The pandemic has caused a redistribution of demand

Now more than two years into the pandemic, all types of out-of-home leisure venues may expect the demand for their experiences to return to pre-pandemic levels. But that's not the case according to research for the first quarter of 2022 by Impacts Experience reported by Colleen Dilenschneider in her enewsletter. It shows that Americans have shifted the type of cultural venues they prefer to visit compared to 2019; demand has been redistributed from some type venues to others. And the research suggests that the changes may prove long-lasting. The research findings are likely just as applicable for location-based entertainment as for cultural venues.

The research asked people, "On a scale of 1 to 100, where a response of 1 means a significant decrease in my likelihood of visiting,' a response of 50 means' the same' or 'no change in my likelihood of visiting,' and a response of 100 means a 'significant increase in my likelihood of visiting: How likely are you to visit a(n) [organization type] after the current coronavirus-related restrictions are removed and you can resume your normal activities?"

The metric measures how likely people are to return to their normal, pre-coronavirus behaviors at particular types of cultural venues. In the following chart, a response of 50 indicates no change whatsoever in intended future attendance compared to pre-pandemic attendance. Any response greater than 50 indicates a proportionately higher level of intended future attendance for a type of venue, and, conversely, any response less than 50 indicates proportionately less intended demand.

This chart shows how likely people are to resume their pre-pandemic attendance behavior as of the first quarter of 2022.

The findings show a redistribution of demand away from stationary, indoor activities such as theaters and concert halls towards outdoor activities or those that allow freedom of movement, such as museums and zoos. The findings also suggest that people not only adjusted their behaviors in response to the pandemic but have settled into these preferences as a "new normal." Now, over two years, people are way beyond the amount of time it takes to form new habits. Returning to their pre-pandemic behaviors may not happen at all.

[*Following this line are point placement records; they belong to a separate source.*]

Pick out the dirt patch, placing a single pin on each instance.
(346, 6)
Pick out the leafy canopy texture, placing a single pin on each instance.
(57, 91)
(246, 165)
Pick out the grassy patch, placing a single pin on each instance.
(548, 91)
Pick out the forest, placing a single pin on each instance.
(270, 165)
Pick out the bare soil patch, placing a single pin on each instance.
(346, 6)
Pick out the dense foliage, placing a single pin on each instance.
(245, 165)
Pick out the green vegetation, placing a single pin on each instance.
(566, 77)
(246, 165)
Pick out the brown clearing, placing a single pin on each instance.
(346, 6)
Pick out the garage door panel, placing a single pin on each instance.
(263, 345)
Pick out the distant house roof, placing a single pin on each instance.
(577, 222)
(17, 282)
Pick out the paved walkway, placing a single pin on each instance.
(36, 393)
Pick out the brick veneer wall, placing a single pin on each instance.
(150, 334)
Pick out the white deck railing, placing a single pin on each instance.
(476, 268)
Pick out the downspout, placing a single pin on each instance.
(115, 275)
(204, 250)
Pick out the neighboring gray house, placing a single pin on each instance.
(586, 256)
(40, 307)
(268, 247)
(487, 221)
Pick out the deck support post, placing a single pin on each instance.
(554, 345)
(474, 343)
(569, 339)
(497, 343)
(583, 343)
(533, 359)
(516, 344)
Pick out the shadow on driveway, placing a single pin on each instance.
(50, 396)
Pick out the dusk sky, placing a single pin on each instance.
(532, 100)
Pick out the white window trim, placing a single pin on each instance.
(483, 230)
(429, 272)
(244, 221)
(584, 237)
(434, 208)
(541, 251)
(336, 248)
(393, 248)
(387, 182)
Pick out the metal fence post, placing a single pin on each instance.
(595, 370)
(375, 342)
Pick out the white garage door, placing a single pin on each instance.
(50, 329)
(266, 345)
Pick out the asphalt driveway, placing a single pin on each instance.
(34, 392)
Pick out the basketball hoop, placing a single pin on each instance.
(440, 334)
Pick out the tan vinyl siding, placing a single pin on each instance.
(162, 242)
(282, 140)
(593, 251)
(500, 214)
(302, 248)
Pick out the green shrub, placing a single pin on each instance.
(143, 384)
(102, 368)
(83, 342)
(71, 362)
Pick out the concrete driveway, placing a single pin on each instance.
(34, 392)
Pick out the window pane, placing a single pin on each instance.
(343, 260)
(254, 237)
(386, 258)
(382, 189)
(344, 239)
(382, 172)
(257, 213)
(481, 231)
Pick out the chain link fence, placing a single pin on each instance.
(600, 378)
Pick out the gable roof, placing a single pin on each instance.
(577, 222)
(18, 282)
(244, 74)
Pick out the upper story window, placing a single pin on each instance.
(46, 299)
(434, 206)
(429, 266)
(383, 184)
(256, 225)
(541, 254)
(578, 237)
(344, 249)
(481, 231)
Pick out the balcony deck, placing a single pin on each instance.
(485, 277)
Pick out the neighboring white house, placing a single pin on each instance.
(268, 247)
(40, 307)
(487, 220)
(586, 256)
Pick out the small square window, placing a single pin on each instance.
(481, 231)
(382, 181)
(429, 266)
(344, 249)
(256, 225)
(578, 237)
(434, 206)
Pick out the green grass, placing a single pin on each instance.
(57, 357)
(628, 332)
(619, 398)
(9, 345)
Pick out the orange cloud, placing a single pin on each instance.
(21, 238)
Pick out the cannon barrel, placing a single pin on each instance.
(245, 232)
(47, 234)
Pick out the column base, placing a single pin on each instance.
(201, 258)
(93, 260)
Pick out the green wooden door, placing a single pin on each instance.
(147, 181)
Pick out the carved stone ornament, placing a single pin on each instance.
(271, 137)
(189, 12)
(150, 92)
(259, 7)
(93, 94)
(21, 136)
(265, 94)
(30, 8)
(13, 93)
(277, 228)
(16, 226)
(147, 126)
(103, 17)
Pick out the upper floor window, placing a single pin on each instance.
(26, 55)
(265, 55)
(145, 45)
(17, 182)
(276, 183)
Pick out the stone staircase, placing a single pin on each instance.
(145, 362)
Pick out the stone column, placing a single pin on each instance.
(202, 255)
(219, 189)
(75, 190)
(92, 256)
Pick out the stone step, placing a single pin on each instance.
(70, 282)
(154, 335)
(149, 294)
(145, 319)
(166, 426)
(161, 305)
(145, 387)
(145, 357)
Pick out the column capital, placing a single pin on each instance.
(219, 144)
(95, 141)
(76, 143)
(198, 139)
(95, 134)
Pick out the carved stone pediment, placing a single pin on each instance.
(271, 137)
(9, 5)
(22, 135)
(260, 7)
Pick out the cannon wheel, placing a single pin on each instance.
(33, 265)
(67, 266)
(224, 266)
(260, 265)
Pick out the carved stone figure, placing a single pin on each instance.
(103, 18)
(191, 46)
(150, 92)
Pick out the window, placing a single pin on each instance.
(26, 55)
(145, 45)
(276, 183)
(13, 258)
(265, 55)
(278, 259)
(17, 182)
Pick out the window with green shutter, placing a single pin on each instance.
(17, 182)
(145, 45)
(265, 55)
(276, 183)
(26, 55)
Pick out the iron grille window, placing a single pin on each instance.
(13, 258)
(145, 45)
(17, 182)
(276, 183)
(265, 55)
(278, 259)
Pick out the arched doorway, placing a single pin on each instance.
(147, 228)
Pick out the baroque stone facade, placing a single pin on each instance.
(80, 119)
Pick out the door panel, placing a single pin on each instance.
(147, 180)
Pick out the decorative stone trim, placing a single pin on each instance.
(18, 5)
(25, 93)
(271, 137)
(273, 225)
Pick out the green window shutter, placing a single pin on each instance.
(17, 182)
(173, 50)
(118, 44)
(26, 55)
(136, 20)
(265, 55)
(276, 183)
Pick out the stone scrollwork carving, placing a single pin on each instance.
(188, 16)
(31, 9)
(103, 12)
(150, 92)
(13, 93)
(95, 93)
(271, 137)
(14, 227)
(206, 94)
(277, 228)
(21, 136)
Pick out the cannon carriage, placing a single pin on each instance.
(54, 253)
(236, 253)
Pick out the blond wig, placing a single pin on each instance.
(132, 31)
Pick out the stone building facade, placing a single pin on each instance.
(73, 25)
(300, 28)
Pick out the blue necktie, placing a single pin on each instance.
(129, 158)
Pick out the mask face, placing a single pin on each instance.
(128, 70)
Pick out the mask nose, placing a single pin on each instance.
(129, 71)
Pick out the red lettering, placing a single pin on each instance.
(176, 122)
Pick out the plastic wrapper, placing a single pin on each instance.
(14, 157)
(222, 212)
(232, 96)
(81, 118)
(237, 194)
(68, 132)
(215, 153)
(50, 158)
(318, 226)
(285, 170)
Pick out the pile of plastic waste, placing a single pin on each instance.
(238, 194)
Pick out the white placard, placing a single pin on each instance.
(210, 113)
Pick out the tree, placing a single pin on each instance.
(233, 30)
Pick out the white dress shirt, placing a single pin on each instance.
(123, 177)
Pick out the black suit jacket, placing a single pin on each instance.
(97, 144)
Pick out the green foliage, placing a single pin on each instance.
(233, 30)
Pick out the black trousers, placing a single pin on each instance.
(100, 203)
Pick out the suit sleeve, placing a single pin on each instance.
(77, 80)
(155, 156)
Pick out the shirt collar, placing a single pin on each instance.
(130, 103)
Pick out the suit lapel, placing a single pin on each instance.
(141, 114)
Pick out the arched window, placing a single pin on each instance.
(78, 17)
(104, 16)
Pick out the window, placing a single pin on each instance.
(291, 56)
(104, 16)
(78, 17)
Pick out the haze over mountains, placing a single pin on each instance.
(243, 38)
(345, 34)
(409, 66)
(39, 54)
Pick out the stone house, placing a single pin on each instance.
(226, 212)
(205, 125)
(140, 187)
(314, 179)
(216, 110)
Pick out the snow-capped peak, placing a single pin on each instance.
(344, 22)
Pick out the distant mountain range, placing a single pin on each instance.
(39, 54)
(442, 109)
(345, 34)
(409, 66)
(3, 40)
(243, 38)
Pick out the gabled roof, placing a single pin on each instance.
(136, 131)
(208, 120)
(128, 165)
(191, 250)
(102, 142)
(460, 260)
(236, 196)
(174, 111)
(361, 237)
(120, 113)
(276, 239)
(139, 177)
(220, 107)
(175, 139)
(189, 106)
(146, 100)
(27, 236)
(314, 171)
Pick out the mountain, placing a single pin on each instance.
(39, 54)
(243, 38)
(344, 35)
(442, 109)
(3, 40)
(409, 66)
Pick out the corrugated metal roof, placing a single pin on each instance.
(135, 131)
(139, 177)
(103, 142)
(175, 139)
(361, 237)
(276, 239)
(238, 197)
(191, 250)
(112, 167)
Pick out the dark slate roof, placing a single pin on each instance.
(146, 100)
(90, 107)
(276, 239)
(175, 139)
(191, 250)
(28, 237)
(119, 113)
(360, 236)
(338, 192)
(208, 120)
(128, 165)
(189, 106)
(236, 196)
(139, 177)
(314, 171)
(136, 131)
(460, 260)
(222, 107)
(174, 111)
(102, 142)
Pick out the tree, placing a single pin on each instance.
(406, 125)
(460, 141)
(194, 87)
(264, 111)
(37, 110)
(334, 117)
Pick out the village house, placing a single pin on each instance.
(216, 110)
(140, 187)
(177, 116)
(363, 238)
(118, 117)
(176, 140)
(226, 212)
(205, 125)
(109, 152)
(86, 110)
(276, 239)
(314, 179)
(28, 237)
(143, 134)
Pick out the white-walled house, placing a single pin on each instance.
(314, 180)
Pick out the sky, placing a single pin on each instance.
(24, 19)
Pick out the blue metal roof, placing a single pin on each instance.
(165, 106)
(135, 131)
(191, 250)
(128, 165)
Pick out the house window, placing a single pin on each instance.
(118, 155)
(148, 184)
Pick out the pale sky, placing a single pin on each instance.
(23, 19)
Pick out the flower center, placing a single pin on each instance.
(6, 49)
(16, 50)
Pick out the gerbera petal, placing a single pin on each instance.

For location-based entertainment (LBE), the findings strongly suggest that outdoor venues, such as mini-golf, go-karts, venues such as TopGolf, and many forms of agritourism, may see increased demand compared to pre-pandemic. In contrast, some indoor type LBEs, including movie theaters and smaller indoor venues with less freedom of movement, such as escape rooms, karaoke, and indoor music venues, may see reduced demand.

Another factor that will probably result in a redistribution of demand from older type LBEs, regardless of whether they are indoor or outdoor or their size, is the emergence of new types of LBEs, especially the competitive socializing ones (see articles in this issue). The new-type LBEs have caused an experience gap for the older-style LBEs, especially older FECs (see the experience gap article this issue).